Abstract
The Bayesian treatment of neural networks dictates that a prior distribution is specified over their weight and bias parameters. This poses a challenge because modern neural networks are characterized by a large number of parameters, and the choice of these priors has an uncontrolled effect on the induced functional prior, which is the distribution of the functions obtained by sampling the parameters from their prior distribution. We argue that this is a hugely limiting aspect of Bayesian deep learning, and this work tackles this limitation in a practical and effective way. Our proposal is to reason in terms of functional priors, which are easier to elicit, and to “tune” the priors of neural network parameters in a way that they reflect such functional priors. Gaussian processes offer a rigorous framework to define prior distributions over functions, and we propose a novel and robust framework to match their prior with the functional prior of neural networks based on the minimization of their Wasserstein distance. We provide vast experimental evidence that coupling these priors with scalable Markov chain Monte Carlo sampling offers systematically large performance improvements over alternative choices of priors and state-of-the-art approximate Bayesian deep learning approaches. We consider this work a considerable step in the direction of making the long-standing challenge of carrying out a fully Bayesian treatment of neural networks, including convolutional neural networks, a concrete possibility.
Key Contributions
Functional priors instead of parameter priors: We argue that specifying priors over neural network parameters is a limiting aspect of Bayesian deep learning, and propose to reason directly in terms of functional priors.

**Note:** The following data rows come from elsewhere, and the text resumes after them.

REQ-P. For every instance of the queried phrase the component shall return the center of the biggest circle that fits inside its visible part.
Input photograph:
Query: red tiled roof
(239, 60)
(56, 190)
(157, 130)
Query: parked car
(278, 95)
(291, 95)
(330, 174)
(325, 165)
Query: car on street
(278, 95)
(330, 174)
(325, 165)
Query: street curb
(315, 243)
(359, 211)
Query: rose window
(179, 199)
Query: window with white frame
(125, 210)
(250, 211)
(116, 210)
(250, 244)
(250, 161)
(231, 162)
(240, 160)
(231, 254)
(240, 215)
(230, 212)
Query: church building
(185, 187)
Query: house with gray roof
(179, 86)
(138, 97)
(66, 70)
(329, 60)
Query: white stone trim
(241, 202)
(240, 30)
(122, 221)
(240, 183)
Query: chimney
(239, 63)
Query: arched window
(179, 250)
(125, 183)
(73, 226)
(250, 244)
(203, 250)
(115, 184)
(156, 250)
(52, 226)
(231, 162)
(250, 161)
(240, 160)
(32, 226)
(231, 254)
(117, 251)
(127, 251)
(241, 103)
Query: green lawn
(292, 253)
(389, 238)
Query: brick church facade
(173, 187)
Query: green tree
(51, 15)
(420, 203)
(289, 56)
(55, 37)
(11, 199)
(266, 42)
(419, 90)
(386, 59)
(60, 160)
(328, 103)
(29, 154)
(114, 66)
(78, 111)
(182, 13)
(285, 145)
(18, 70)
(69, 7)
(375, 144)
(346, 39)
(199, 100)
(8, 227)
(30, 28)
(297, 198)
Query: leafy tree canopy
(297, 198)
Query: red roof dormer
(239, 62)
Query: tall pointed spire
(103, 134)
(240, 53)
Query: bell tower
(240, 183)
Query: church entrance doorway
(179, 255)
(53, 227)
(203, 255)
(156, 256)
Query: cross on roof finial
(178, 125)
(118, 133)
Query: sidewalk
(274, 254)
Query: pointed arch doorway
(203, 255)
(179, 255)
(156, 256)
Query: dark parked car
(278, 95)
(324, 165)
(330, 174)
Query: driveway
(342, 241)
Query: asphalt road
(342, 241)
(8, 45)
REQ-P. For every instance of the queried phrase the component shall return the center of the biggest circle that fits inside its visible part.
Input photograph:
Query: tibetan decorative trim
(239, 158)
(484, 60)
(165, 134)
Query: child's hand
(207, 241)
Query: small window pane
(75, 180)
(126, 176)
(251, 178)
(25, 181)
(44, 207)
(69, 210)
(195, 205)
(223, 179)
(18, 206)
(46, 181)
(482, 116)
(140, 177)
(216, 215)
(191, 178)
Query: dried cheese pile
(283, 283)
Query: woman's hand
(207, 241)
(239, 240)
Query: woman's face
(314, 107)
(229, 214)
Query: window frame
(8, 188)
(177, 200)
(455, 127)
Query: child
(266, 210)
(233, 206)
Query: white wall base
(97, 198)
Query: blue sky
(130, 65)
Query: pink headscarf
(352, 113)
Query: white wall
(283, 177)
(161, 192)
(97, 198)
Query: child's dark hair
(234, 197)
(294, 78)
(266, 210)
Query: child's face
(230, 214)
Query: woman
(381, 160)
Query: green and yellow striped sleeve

A principled framework for matching priors: We use Gaussian processes to define prior distributions over functions and propose a framework to match their prior with the functional prior of neural networks based on Wasserstein distance minimization.
Robust and practical implementation: We provide a novel and robust framework that can be applied to various neural network architectures, including convolutional neural networks.
Empirical validation: We provide extensive experimental evidence that coupling these functional priors with scalable MCMC sampling offers systematically large performance improvements over alternative choices of priors and state-of-the-art approximate Bayesian deep learning approaches.
Methodology Overview
The core idea is to shift the focus from parameter space to function space. Instead of trying to design priors directly on the weights and biases of neural networks, we:
Specify a functional prior: Choose a prior distribution over functions that encodes our beliefs about the function we want to learn.
Match to neural network priors: Find a prior distribution over neural network parameters that induces a functional prior close to our specification, using Wasserstein distance minimization.
Bayesian inference: Perform Bayesian inference using scalable MCMC sampling methods with the matched priors.
This approach provides better control over the learned functions and leads to more reliable uncertainty estimates.
Main Findings
- Functional priors provide a more intuitive and controllable way to specify prior beliefs in Bayesian neural networks.
- The Wasserstein distance minimization framework offers a principled way to translate functional priors into parameter priors.
- Empirical results show systematic improvements over standard prior choices and approximate Bayesian deep learning methods.
- The approach scales to practical neural network architectures, including convolutional networks.
- This work represents a significant step toward fully Bayesian treatment of neural networks in practice.